An air track is a scientific device used to study motion in a low friction environment. Its name comes from its structure: air is pumped through a hollow track with fine holes all along the track that allows specially fitted air track cars to glide relatively friction-free. Air tracks are usually triangular in cross-section. Carts which have a triangular base and fit neatly on to the top of the track are used to study motion in low friction environments.

The air track is also used to study collisions, both elastic and inelastic. Since there is very little energy lost through friction it is easy to demonstrate how momentum is conserved before and after a collision. The track can be used to calculate the force of gravity when placed at an angle.
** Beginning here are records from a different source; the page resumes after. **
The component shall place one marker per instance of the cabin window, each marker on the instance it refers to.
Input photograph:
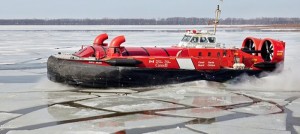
(200, 54)
(195, 40)
(211, 39)
(186, 38)
(203, 40)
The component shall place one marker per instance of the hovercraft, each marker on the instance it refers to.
(198, 56)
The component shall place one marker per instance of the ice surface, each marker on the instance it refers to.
(126, 104)
(297, 101)
(7, 116)
(174, 131)
(272, 121)
(221, 129)
(295, 108)
(125, 91)
(195, 96)
(279, 97)
(259, 108)
(203, 113)
(53, 113)
(297, 129)
(17, 101)
(109, 125)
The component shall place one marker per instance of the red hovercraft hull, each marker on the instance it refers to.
(102, 65)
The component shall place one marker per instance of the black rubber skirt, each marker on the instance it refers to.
(90, 75)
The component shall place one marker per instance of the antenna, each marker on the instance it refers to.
(218, 12)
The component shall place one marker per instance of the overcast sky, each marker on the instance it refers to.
(97, 9)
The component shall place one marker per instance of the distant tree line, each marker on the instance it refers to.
(166, 21)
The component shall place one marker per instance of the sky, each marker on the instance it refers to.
(97, 9)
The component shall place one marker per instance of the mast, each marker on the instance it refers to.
(218, 12)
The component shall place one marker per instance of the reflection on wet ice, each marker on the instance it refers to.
(53, 113)
(109, 125)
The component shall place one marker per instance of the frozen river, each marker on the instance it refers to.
(31, 104)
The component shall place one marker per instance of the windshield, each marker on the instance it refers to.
(186, 38)
(211, 39)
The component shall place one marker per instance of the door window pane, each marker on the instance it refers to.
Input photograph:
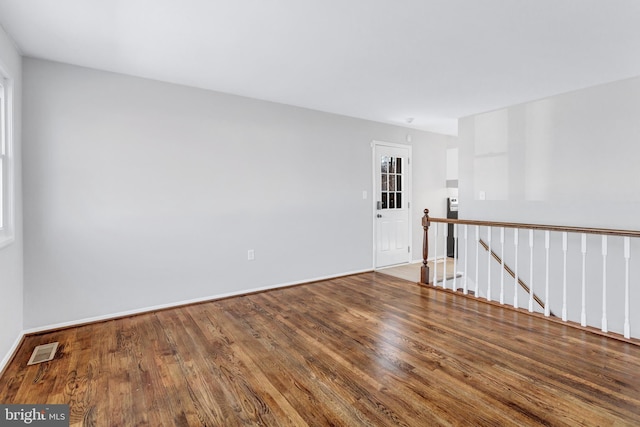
(391, 182)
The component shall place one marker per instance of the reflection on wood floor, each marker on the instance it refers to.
(363, 350)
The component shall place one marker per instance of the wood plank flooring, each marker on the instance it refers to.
(364, 350)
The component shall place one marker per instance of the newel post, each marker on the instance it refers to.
(424, 270)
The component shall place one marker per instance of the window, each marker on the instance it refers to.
(6, 165)
(391, 175)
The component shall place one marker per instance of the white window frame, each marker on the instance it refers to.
(7, 225)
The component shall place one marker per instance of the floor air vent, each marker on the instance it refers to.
(43, 353)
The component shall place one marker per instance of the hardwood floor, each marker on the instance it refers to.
(368, 350)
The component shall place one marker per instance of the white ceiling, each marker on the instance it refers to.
(382, 60)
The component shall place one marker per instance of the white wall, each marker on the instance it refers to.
(570, 159)
(11, 256)
(140, 193)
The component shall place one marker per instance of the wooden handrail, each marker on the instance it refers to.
(424, 270)
(559, 228)
(513, 274)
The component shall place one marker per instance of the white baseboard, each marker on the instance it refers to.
(72, 323)
(12, 350)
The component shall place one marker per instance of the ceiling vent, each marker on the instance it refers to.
(43, 353)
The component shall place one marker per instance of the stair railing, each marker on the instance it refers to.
(563, 273)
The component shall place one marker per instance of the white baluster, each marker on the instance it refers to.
(583, 312)
(465, 288)
(455, 256)
(604, 283)
(564, 276)
(489, 263)
(502, 265)
(547, 303)
(627, 255)
(530, 270)
(435, 256)
(477, 254)
(444, 257)
(516, 231)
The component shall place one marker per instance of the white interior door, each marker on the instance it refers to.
(392, 176)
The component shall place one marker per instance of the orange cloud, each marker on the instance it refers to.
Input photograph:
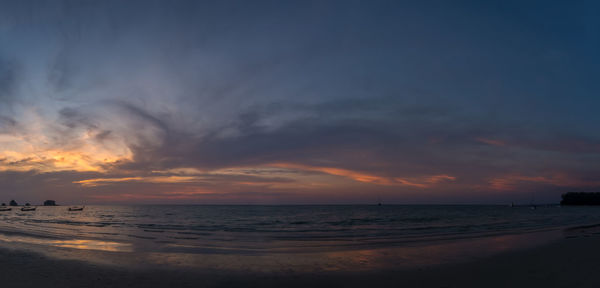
(511, 182)
(153, 179)
(420, 182)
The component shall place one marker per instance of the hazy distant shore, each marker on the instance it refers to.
(569, 262)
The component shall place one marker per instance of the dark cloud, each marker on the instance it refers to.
(389, 89)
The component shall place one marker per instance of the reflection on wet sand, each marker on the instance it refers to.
(73, 243)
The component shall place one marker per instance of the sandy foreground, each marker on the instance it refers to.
(573, 261)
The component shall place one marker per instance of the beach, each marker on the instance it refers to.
(567, 262)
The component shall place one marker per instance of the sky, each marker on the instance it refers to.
(298, 102)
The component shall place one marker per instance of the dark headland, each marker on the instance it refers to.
(581, 198)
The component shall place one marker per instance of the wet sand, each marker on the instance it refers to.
(569, 262)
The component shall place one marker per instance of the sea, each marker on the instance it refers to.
(192, 232)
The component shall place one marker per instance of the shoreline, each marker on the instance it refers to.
(567, 262)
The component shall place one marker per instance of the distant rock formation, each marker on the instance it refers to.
(581, 198)
(49, 203)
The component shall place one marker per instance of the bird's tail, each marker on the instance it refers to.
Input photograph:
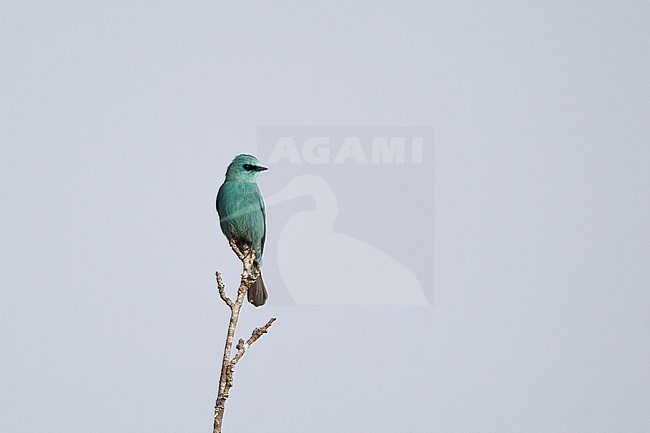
(257, 292)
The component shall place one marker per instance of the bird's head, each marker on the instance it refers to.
(244, 168)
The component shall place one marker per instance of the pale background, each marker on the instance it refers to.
(117, 120)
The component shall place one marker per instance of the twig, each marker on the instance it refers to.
(248, 277)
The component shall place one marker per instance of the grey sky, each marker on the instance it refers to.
(119, 119)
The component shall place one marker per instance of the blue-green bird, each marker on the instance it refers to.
(242, 215)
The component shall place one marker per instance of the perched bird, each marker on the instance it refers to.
(242, 215)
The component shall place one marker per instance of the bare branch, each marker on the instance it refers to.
(249, 274)
(222, 291)
(243, 346)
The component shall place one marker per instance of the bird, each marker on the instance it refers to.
(242, 215)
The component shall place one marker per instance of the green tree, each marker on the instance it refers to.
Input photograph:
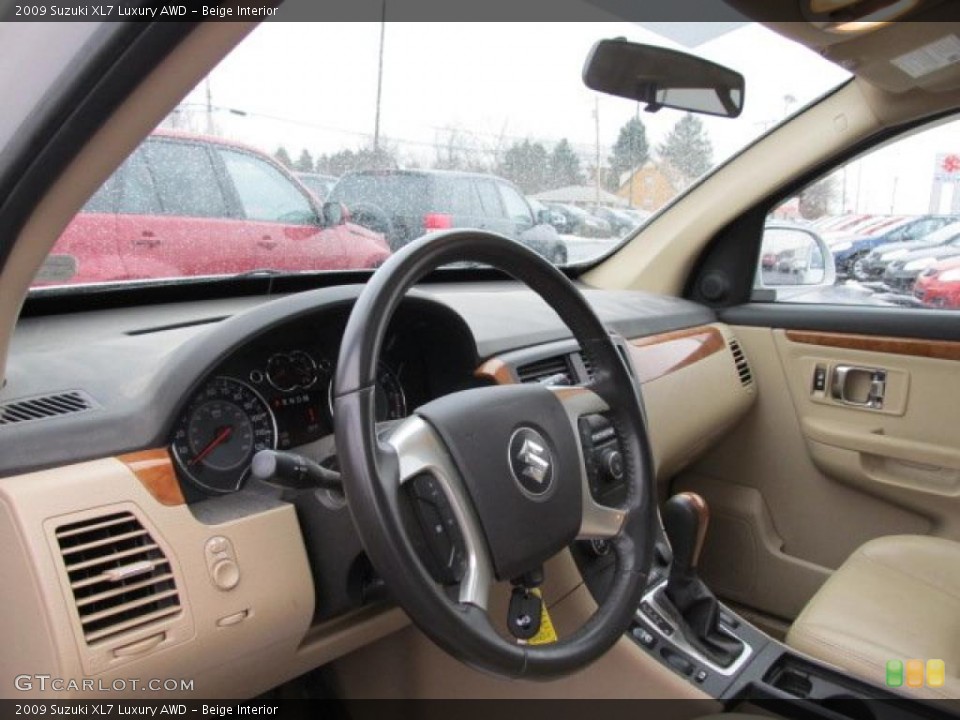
(688, 148)
(526, 164)
(282, 156)
(629, 152)
(304, 162)
(565, 166)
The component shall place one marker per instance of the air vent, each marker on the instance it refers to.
(543, 370)
(743, 367)
(46, 406)
(120, 578)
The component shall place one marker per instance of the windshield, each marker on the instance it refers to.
(304, 152)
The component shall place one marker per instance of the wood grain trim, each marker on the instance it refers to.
(154, 468)
(935, 349)
(660, 355)
(653, 357)
(496, 371)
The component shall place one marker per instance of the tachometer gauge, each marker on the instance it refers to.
(292, 371)
(225, 424)
(391, 402)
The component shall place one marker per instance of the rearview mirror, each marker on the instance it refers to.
(663, 78)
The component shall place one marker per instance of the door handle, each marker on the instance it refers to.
(859, 386)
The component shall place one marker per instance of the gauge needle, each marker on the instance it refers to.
(221, 436)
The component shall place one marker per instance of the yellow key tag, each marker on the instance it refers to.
(547, 634)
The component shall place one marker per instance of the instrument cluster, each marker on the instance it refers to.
(270, 396)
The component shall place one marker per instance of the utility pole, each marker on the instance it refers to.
(596, 117)
(633, 154)
(210, 129)
(376, 122)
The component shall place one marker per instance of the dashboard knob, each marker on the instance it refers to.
(612, 462)
(225, 574)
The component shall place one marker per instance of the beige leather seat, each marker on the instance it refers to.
(896, 598)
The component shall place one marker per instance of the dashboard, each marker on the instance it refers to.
(170, 403)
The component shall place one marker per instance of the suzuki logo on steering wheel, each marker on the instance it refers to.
(530, 462)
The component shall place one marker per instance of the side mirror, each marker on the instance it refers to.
(794, 257)
(661, 78)
(335, 214)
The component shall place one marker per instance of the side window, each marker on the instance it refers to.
(265, 193)
(489, 199)
(104, 200)
(879, 230)
(138, 194)
(516, 206)
(458, 197)
(185, 179)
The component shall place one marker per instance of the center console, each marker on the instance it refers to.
(682, 626)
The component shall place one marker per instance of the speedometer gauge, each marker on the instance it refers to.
(226, 423)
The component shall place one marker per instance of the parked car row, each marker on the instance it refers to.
(912, 260)
(184, 205)
(403, 205)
It was invented in the early 1960s at the California Institute of Technology by Prof Neher and Leighton. An early version was used on 28 October 1961 by Prof Feynman (and credited to Prof Neher) in his lecture on conservation of momentum. The construcion and operation of the "linear air trough" was published by Neher and Leighton in American Physical Society in 1963 and presented in NYC in 1965(?) where it was viewed by Prof John Stull, Alfred University, and Frank Ferguson, the Ealing Corporation. The original track was about 1 meter long with tiny air orifices and highly compressed air. Stull returned to Alfred University, where he developed a simple version using standard square aluminum tubing with large air orifices and air from the vent of a shop vacuum cleaner. With Ferguson's help at Ealing, Stull designed a custom aluminum track that Ealing offered commercially in various lengths up to 10 meters. T. Walley Williams III at Ealing extended the concept to the 2-dimensional air table in 1969.